There is an upside, however, he said. “The good news is that there is a federal lawsuit filed in Los Angeles Superior Court that would enjoin the 10 percent cut.”

The lawsuit, filed in May by the Alliance for Patient Choice, a coalition of more than 100 health organizations, seeks an injunction against the planned reimbursement cut on the grounds that it violates “state and federal laws that require that Medicaid (Medi-Cal) payments "must be sufficient to enlist enough providers so that services under the [state’s Medicaid] plan are available to recipients at least to the extent that those services are available to the general public.”

At press time, no hearing had been set.


--GAMES: After investing months of concentrated effort, the Georgia Association of Medical Equipment Services was finally successful in getting medical equipment that is not currently covered under the regulation (such as ventilators and sleep equipment) exempt from state sales tax. Currently, patients pay the tax.

H.B. 1078, a sales and use tax bill, was signed into law in May. It will become effective July 1.

--MAMES: The Midwest Association of Medical Equipment Services is dealing with pockets of problems among some of its member states, which include Iowa, Kansas, Minnesota, Missouri, Nebraska, North Dakota and South Dakota.

“One of the big issues in South Dakota is that Medicaid has been denying all claims with [national provider identification] numbers,” said Rose Schafhauser, executive director. While CMS is requiring that all claims include the NPI only, the state program is apparently not recognizing it, she said.

“It’s a huge cash drain on providers in South Dakota,” Schafhauser said.


In Minnesota, a new law regarding paper simplification “will dramatically impact organizations that bill the state,” Schafhauser said. Currently, she noted, if an HME product has no HCPCS code, one will be developed that can only be used by Minnesota providers.

“But that goes away next year and they will have to have standard codes,” she said. She has hopes that providers will be able to sidestep any fiscal impacts; MAMES is represented on the committee to address the issue.

--PAMES: For the ninth year in a row, the Pacific Association for Medical Equipment Services, which covers Washington and Oregon, is back in the battle to get HME exempt from Washington’s sales tax.

“We have made eight attempts over eight years and four bills, and we have failed to get it through the House Rules Committee eight times,” said Tom Coogan, president of PAMES and director of industry affairs for Care Medical, Portland, Ore.

After more than 100 legislative visits to the state House and Senate so far this year, support is building for the exemption, Coogan said. “Many legislators say they support it, but their support would be in the form of a ‘yes’ vote on a bill.”


So far, PAMES has been unsuccessful at getting the bill that far. It gets bottlenecked in the rules committee, Coogan said, “so we are working [to come up with] a new strategy.

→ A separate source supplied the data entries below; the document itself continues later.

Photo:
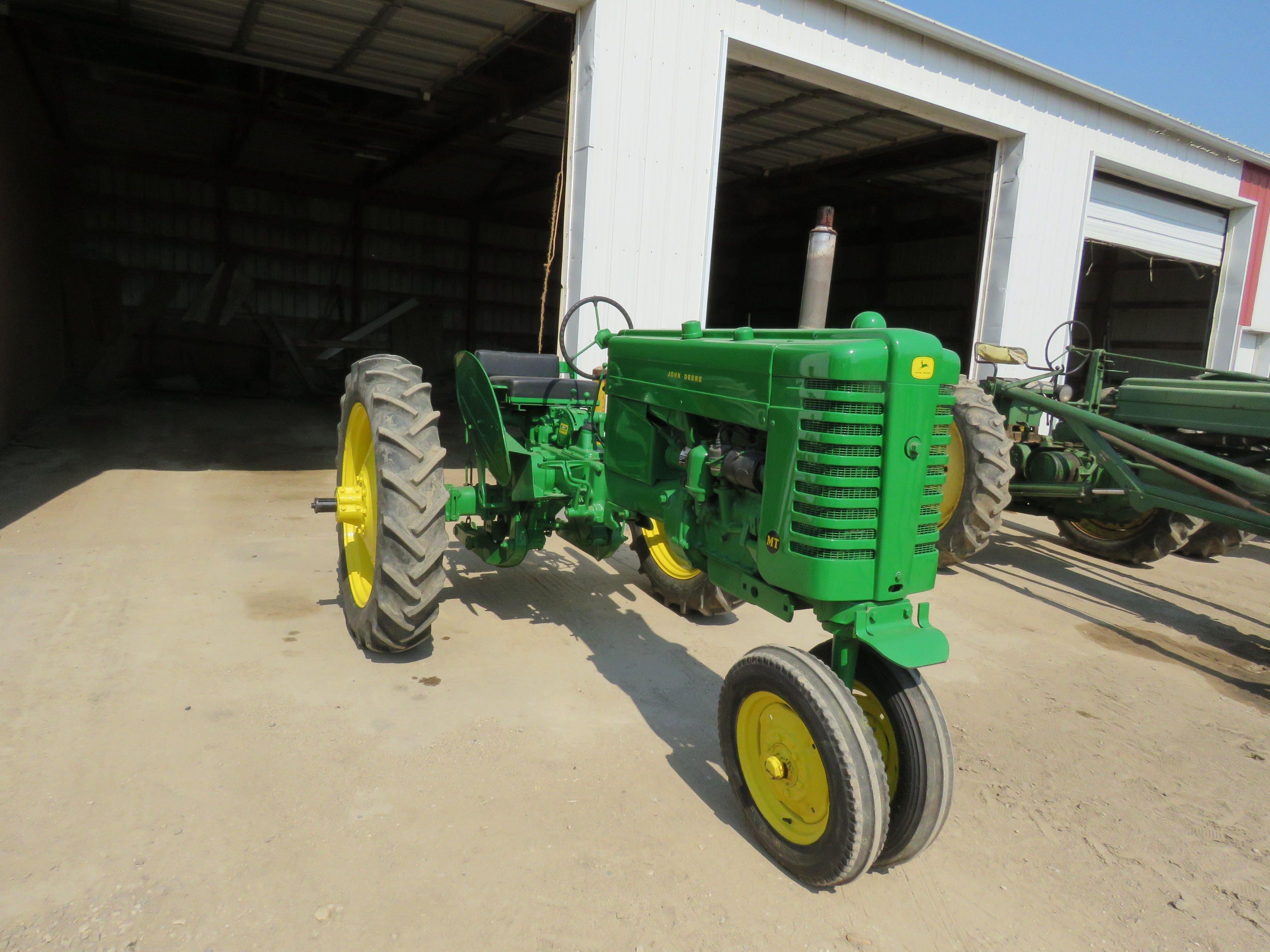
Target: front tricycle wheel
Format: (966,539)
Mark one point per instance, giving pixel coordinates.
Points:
(916,751)
(803,765)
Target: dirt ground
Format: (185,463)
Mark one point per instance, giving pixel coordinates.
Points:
(195,756)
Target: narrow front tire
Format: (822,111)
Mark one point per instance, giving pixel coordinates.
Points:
(804,766)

The frontal assault is not working,”

He said he was encouraged by GAMES’ success. “I was just amazed they were able to get it through in one session,” he said.

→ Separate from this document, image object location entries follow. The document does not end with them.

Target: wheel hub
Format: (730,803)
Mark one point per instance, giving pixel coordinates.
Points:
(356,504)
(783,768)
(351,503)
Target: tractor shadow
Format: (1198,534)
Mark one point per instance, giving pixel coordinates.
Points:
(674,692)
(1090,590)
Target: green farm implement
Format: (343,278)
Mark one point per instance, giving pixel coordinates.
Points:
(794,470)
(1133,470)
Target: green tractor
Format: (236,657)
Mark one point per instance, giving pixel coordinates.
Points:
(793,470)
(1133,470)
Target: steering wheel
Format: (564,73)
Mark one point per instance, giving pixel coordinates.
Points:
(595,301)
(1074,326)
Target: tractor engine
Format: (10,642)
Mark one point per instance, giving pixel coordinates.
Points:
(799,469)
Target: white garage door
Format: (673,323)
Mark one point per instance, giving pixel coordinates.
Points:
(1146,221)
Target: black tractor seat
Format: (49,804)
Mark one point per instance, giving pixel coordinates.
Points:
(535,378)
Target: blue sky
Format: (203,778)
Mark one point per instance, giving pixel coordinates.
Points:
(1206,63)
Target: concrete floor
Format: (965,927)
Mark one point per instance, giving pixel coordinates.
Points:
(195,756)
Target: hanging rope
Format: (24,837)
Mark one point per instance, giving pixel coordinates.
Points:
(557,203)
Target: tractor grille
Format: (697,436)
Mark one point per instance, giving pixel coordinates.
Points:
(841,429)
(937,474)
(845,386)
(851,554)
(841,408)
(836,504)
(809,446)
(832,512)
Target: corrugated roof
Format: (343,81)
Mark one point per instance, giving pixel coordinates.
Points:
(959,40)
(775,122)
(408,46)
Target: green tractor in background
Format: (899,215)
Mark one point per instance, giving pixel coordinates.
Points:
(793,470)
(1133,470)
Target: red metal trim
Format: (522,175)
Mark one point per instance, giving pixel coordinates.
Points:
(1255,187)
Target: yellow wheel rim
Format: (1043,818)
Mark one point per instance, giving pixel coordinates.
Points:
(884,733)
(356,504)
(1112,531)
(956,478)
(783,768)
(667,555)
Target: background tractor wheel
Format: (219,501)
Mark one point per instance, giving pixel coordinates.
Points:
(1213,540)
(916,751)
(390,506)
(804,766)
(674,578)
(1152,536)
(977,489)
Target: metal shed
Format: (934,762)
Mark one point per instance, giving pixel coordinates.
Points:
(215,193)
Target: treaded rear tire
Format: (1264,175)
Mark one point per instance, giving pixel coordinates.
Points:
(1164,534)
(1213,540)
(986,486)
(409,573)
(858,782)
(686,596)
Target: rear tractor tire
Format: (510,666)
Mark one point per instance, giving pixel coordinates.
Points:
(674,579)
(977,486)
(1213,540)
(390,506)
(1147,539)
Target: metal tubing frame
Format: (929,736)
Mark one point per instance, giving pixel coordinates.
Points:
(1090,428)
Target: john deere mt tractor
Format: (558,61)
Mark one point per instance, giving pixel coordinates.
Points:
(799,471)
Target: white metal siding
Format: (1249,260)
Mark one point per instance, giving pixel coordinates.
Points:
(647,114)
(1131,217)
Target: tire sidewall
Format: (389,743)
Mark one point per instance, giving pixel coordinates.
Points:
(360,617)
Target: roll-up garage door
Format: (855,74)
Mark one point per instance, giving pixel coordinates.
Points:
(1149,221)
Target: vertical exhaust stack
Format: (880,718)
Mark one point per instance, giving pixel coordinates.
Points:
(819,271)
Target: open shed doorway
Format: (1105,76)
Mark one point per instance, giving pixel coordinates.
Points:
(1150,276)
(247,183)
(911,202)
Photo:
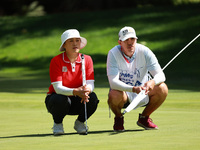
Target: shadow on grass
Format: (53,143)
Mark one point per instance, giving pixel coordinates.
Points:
(73,133)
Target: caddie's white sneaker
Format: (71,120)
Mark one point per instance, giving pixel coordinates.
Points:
(80,127)
(58,129)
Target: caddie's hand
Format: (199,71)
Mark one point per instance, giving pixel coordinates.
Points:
(149,86)
(137,89)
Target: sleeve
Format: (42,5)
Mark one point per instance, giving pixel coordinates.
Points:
(112,67)
(113,75)
(154,68)
(55,70)
(89,68)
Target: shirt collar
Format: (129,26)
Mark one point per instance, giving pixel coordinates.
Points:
(66,59)
(128,59)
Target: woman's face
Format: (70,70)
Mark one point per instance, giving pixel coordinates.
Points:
(72,45)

Washington isn’t the only state with issues, however.

Coogan and the PAMES membership have also been grappling with a 16.9 percent reduction in Medicaid that took effect in November in Oregon. “We negotiated a temporary solution by giving up a cost-of-living-adjustment over the next two years,” he said.

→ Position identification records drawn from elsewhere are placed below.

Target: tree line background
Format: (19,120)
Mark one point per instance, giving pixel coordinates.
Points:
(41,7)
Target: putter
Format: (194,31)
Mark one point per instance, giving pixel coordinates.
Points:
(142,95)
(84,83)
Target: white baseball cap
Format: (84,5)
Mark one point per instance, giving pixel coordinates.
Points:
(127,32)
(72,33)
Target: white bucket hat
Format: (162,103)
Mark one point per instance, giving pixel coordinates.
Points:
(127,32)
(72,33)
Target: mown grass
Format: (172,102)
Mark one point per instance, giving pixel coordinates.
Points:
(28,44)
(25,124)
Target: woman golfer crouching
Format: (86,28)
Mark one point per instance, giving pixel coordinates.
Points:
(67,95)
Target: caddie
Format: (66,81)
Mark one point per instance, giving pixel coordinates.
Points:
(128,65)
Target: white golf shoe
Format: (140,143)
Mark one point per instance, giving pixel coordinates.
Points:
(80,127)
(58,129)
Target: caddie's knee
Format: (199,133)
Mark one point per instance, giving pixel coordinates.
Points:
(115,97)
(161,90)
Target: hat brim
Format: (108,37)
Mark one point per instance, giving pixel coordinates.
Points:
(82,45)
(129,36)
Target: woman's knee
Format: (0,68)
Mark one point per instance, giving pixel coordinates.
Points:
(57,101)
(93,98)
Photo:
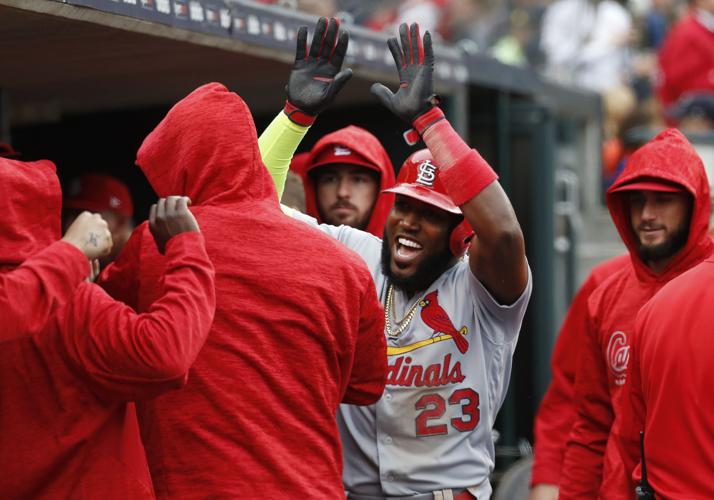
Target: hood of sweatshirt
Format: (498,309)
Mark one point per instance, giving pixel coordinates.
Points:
(668,158)
(30,203)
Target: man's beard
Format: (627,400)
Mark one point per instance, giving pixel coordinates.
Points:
(664,250)
(425,274)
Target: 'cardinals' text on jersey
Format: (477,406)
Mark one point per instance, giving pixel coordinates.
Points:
(447,378)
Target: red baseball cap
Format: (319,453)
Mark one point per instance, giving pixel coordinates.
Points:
(650,184)
(335,154)
(99,193)
(419,178)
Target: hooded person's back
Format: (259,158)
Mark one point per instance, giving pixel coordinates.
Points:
(37,271)
(372,156)
(67,429)
(613,306)
(298,327)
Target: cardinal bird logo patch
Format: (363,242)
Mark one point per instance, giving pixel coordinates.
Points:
(434,316)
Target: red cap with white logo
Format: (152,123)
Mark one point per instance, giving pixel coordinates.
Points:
(419,178)
(99,193)
(341,155)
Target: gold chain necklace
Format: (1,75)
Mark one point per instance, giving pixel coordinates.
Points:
(401,325)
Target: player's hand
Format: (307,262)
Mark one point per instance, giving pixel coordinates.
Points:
(415,63)
(543,492)
(169,217)
(316,77)
(90,233)
(94,269)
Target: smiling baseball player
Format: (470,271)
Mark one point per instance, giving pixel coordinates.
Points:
(452,321)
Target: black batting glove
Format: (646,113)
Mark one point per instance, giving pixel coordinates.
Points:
(317,77)
(415,64)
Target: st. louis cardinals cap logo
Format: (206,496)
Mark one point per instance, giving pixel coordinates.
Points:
(618,353)
(426,174)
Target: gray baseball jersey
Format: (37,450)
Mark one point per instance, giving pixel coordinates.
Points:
(432,428)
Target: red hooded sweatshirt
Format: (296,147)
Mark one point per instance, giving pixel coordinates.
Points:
(298,326)
(37,272)
(668,392)
(686,60)
(591,458)
(369,151)
(66,427)
(557,409)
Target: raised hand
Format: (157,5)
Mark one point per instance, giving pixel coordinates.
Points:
(316,77)
(90,233)
(415,63)
(169,217)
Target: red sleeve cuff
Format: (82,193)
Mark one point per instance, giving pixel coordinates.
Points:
(466,178)
(186,241)
(73,258)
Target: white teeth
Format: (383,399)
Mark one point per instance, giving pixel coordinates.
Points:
(409,243)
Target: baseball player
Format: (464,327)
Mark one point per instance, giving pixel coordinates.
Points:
(452,321)
(660,206)
(344,177)
(298,329)
(38,274)
(68,427)
(107,196)
(557,409)
(668,390)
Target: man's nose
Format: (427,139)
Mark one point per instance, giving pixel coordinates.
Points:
(343,188)
(649,212)
(410,221)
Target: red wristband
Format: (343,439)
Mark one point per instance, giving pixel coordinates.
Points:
(422,122)
(298,116)
(467,177)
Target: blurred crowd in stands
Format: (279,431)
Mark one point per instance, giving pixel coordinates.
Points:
(651,60)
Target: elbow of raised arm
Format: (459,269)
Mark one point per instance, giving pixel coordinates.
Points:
(510,240)
(170,352)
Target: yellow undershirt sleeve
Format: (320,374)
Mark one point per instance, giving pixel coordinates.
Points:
(277,146)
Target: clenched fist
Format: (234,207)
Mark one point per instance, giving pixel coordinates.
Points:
(90,233)
(169,217)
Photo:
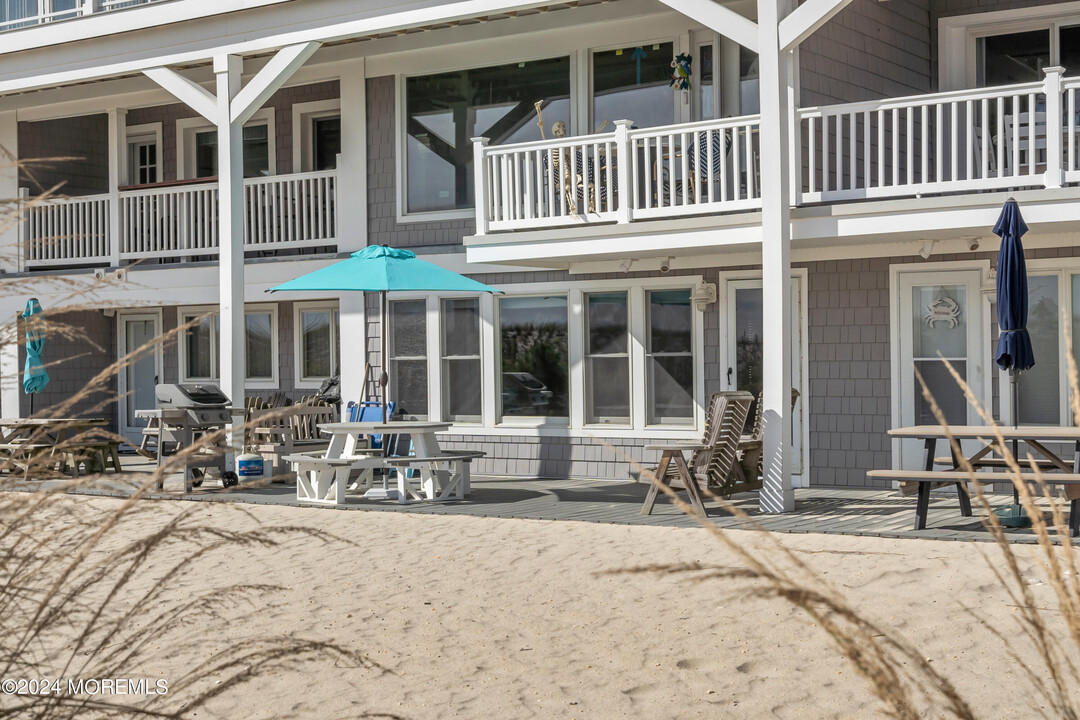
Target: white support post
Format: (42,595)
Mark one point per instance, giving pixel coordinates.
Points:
(481,199)
(624,154)
(777,104)
(230,184)
(352,330)
(1054,130)
(118,159)
(352,162)
(12,248)
(11,386)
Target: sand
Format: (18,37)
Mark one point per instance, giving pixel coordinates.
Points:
(485,617)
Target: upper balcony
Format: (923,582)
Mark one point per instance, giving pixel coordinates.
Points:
(171,221)
(1020,136)
(15,16)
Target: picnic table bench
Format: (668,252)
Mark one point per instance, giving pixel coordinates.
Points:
(983,463)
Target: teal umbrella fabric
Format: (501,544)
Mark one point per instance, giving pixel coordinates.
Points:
(381,269)
(35,377)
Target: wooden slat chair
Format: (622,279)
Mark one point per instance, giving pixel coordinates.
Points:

That brought reimbursement back up to 95.5 percent of what it had been, Coogan said. PAMES has appealed to the state emergency board to get the remaining 4.5 percent reinstated. Even though providers in most states are dealing with Medicaid problems and other individual issues, state association directors said competitive bidding remains the overwhelming concern.

Liz Moran, executive director of the Medical Equipment Suppliers Association, which works with providers in Arkansas, Louisiana, Oklahoma and Texas, said competitive bidding has been MESA’s key focus. “Everybody is so focused on that and trying to get this one-year delay,” she said. “That’s the elephant in the room. Whatever else is going on pales compared to that. It’s a bad idea badly executed.”